Cette action, au début, doit être presque unique, et doit être répétée encore et encore jusqu’à ce que la personne l’intègre comme une routine, même si cela lui demande une énorme quantité de travail.
Dans certains cas, la combinaison d’exercices corporels et d’un certain type de respiration, un sport de contact comme la boxe ou la pratique de la danse africaine, par exemple, peut commencer à être le point tournant, non pas la solution en soi, mais ce qui initie le changement. Si le patient ne se sent pas capable d’initier ces mouvements, il faudra commencer petit à petit et peut-être de manière beaucoup plus simple, mais l’action, aussi petite soit-elle, est essentielle. Mais j’insiste, pas n’importe quelle action, mais une action qui a du sens. Personnellement, je déteste l’idée qu’une personne atteinte d’un trouble psychique non organique doive se distraire ou apprendre à le gérer pour le rendre plus supportable. Un thérapeute doit essayer, par tous les moyens appropriés à sa disposition, de surmonter le problème ou de le réduire de manière significative, et parfois il y parvient, parfois non, mais si l’idée de départ est limitée, il n’y a probablement pas grand-chose à faire. Il en va autrement lorsqu’il s’agit d’une véritable maladie organique diagnostiquée et confirmée par des tests médicaux.
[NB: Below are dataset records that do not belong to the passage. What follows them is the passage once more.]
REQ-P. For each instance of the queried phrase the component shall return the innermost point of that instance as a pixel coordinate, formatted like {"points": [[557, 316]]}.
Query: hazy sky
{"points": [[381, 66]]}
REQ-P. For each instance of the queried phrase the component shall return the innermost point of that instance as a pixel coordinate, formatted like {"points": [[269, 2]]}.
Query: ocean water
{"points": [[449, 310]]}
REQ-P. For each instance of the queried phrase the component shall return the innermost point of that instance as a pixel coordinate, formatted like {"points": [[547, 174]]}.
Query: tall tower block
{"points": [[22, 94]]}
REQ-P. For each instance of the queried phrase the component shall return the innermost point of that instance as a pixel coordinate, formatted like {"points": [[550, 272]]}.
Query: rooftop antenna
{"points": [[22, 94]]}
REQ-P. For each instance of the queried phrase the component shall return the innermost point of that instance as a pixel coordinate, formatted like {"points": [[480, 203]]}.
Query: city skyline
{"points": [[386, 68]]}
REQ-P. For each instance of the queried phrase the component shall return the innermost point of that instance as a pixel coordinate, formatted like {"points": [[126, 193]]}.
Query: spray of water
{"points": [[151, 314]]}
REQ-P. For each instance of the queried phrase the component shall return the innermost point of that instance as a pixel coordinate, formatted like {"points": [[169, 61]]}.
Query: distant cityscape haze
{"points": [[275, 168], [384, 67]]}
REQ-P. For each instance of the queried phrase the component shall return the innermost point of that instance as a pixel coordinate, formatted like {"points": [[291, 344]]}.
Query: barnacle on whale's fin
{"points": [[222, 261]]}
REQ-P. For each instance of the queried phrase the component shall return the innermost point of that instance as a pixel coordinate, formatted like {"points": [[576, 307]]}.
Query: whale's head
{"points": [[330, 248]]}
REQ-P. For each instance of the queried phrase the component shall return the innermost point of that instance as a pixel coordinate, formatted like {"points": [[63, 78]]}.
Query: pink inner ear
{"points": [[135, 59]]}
Tout au long de ma vie, outre la psychologie dans ses aspects biologiques et psychanalytiques (surtout jungiens, ma formation), je me suis intéressé aux questions anthropologiques et éthologiques, en lisant sur le comportement des animaux, en particulier des primates (Frans de Waal, 1948-2024), mais aussi sur les différents rituels et actions des tribus primitives utilisés pour guérir l’esprit et le corps, et bien que toutes ces informations soient aujourd’hui rejetées, peut-être celles liées à l’ayahuasca ou à d’autres substances hallucinogènes, qui peuvent créer une dépendance et, bien sûr, être contre-productives pour les personnes dont la structure psychique est fragile, ce sont des informations qui peuvent offrir des aspects intéressants à prendre en compte.
La dépression profonde est, à l’heure actuelle, tellement personnelle, c’est-à-dire qu’elle répond tellement à l’idiosyncrasie de chaque patient, que les traitements ne peuvent être que personnalisés. Peut-être qu’un jour la science trouvera « la méthode », mais aujourd’hui nous devons travailler de manière thérapeutique avec toute la complexité procédurale que cela implique.